Bisnis.com, SOLO - Penelitian tentang polusi udara di Jakarta sudah dilakukan oleh beberapa orang sejak lama.
Salah satunya diterbitkan oleh rendahemisi.jakarta.go.id yang dibuat dan dikembangkan oleh Dinas Lingkungan Hidup DKI Jakarta, +Jakarta, Vital Strategies dengan dukungan dari Bloomberg Philanthropies.
Dalam penelitian yang diterbitkan pada Januari 2022 lalu, situs tersebut memaparkan beberapa hal mendasar tentang efek buruk polusi udara di Jakarta.
Dalam penelitian yang dilakukan di Jakarta, udara di DKI memiliki partikulat (PM) berukuran 2,5 mikron atau populer dengan sebutan PM2.5, sebagai sumber berbagai penyakit kardiovaskular dan infeksi saluran pernapasan.

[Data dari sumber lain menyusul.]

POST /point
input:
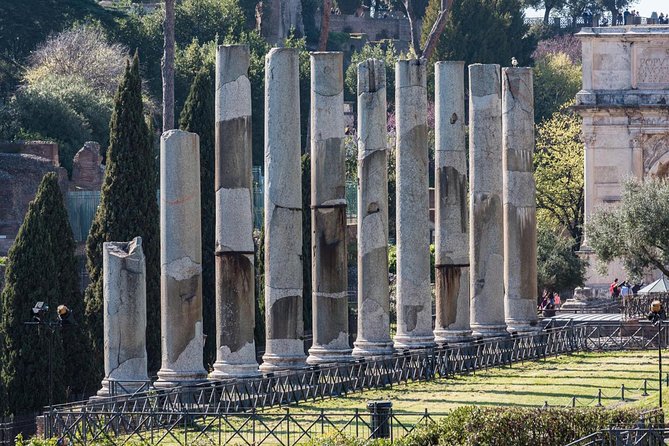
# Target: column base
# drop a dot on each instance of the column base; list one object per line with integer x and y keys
{"x": 521, "y": 327}
{"x": 277, "y": 363}
{"x": 447, "y": 336}
{"x": 323, "y": 355}
{"x": 371, "y": 349}
{"x": 489, "y": 330}
{"x": 170, "y": 378}
{"x": 225, "y": 370}
{"x": 405, "y": 341}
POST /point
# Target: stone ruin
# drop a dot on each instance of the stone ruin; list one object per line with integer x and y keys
{"x": 485, "y": 231}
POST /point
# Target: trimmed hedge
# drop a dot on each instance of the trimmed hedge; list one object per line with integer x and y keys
{"x": 506, "y": 426}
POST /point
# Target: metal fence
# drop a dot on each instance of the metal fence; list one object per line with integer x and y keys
{"x": 216, "y": 411}
{"x": 649, "y": 431}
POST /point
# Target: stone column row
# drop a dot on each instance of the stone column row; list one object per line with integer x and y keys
{"x": 501, "y": 237}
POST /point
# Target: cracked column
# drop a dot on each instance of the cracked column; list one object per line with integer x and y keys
{"x": 124, "y": 291}
{"x": 235, "y": 272}
{"x": 485, "y": 201}
{"x": 284, "y": 347}
{"x": 414, "y": 293}
{"x": 520, "y": 219}
{"x": 451, "y": 214}
{"x": 373, "y": 298}
{"x": 182, "y": 339}
{"x": 328, "y": 211}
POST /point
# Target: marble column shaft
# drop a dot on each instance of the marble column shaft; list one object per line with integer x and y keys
{"x": 520, "y": 221}
{"x": 283, "y": 213}
{"x": 373, "y": 295}
{"x": 414, "y": 294}
{"x": 328, "y": 211}
{"x": 451, "y": 214}
{"x": 235, "y": 249}
{"x": 486, "y": 243}
{"x": 180, "y": 260}
{"x": 124, "y": 291}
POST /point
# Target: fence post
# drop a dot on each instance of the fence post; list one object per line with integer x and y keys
{"x": 288, "y": 426}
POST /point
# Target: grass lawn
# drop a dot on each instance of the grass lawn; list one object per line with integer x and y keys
{"x": 555, "y": 381}
{"x": 531, "y": 384}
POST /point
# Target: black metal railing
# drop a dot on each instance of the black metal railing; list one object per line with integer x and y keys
{"x": 181, "y": 411}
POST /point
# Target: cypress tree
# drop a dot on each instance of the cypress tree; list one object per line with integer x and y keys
{"x": 198, "y": 117}
{"x": 41, "y": 266}
{"x": 128, "y": 208}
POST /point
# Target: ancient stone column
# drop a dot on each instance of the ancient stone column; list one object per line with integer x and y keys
{"x": 328, "y": 211}
{"x": 182, "y": 339}
{"x": 235, "y": 273}
{"x": 520, "y": 221}
{"x": 373, "y": 298}
{"x": 414, "y": 294}
{"x": 451, "y": 214}
{"x": 284, "y": 347}
{"x": 486, "y": 243}
{"x": 124, "y": 291}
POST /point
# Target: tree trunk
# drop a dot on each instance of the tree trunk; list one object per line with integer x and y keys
{"x": 325, "y": 26}
{"x": 168, "y": 67}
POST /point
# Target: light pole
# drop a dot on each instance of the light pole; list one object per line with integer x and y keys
{"x": 657, "y": 315}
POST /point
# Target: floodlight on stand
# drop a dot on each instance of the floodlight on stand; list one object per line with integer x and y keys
{"x": 39, "y": 310}
{"x": 65, "y": 316}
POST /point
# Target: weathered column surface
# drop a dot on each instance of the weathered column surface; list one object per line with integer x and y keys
{"x": 373, "y": 298}
{"x": 283, "y": 213}
{"x": 124, "y": 291}
{"x": 520, "y": 220}
{"x": 414, "y": 294}
{"x": 328, "y": 211}
{"x": 182, "y": 339}
{"x": 451, "y": 214}
{"x": 485, "y": 201}
{"x": 235, "y": 273}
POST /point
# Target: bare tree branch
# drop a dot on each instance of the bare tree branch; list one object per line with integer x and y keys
{"x": 168, "y": 66}
{"x": 437, "y": 29}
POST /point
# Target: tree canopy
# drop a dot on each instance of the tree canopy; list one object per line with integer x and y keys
{"x": 635, "y": 230}
{"x": 558, "y": 172}
{"x": 481, "y": 31}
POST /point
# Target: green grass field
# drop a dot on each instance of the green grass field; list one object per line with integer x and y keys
{"x": 554, "y": 381}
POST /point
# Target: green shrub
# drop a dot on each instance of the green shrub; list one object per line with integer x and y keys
{"x": 512, "y": 426}
{"x": 64, "y": 109}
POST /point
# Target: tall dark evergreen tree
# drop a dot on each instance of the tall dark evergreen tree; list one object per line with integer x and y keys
{"x": 128, "y": 208}
{"x": 41, "y": 266}
{"x": 198, "y": 117}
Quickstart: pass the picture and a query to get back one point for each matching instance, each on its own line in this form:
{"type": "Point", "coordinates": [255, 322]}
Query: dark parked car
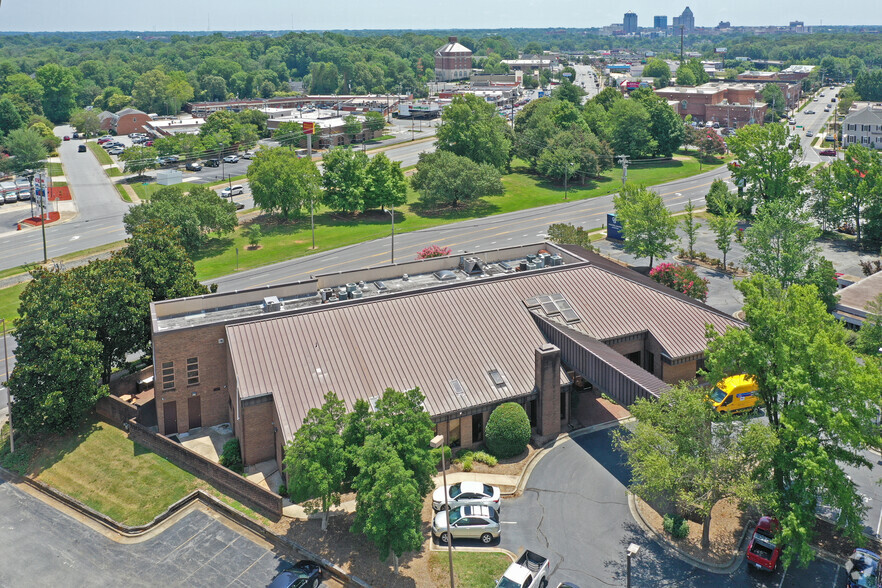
{"type": "Point", "coordinates": [303, 574]}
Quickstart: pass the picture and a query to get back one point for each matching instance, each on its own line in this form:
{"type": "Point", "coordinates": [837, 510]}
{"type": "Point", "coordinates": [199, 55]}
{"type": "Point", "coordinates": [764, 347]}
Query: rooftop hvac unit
{"type": "Point", "coordinates": [272, 304]}
{"type": "Point", "coordinates": [471, 266]}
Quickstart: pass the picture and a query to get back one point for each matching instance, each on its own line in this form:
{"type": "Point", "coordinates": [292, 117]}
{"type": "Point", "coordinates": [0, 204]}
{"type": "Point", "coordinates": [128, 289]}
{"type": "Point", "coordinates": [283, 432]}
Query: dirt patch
{"type": "Point", "coordinates": [728, 522]}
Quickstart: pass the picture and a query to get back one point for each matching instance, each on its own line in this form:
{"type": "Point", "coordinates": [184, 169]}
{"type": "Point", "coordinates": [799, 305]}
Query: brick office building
{"type": "Point", "coordinates": [470, 332]}
{"type": "Point", "coordinates": [732, 105]}
{"type": "Point", "coordinates": [453, 61]}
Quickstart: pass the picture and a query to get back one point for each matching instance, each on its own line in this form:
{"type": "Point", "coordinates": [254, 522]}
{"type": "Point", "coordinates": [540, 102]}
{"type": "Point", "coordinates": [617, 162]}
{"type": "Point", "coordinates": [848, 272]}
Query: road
{"type": "Point", "coordinates": [45, 547]}
{"type": "Point", "coordinates": [574, 510]}
{"type": "Point", "coordinates": [503, 230]}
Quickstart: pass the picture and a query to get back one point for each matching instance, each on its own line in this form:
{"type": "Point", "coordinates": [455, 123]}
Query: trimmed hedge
{"type": "Point", "coordinates": [508, 430]}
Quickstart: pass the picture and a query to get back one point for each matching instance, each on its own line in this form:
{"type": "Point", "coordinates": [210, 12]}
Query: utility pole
{"type": "Point", "coordinates": [623, 159]}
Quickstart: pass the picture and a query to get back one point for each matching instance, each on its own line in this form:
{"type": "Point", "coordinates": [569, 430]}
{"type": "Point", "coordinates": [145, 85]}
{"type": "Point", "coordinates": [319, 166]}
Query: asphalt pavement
{"type": "Point", "coordinates": [44, 547]}
{"type": "Point", "coordinates": [574, 510]}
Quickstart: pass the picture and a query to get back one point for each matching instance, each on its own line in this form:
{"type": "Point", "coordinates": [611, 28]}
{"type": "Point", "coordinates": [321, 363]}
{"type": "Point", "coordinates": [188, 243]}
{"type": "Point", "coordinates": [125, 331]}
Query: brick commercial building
{"type": "Point", "coordinates": [453, 62]}
{"type": "Point", "coordinates": [731, 105]}
{"type": "Point", "coordinates": [527, 324]}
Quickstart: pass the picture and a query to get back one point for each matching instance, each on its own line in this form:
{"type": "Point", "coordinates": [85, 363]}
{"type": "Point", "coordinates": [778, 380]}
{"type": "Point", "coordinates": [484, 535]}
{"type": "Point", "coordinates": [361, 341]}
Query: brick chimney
{"type": "Point", "coordinates": [548, 384]}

Karena sifat dan ukuran mikroskopis polutan dari polusi udara dapat langsung masuk dan menembus pertahanan tubuh manusia, merusak organ seperti paru-paru, jantung, dan otak, yang pada akhirnya menimbulkan dampak buruk, baik akut maupun kronis.
Tingkat kerusakan atau keparahan kondisi kesehatan akibat paparan polusi udara bergantung pada jenis pencemar dan dosis atau tingkat konsentrasi paparan.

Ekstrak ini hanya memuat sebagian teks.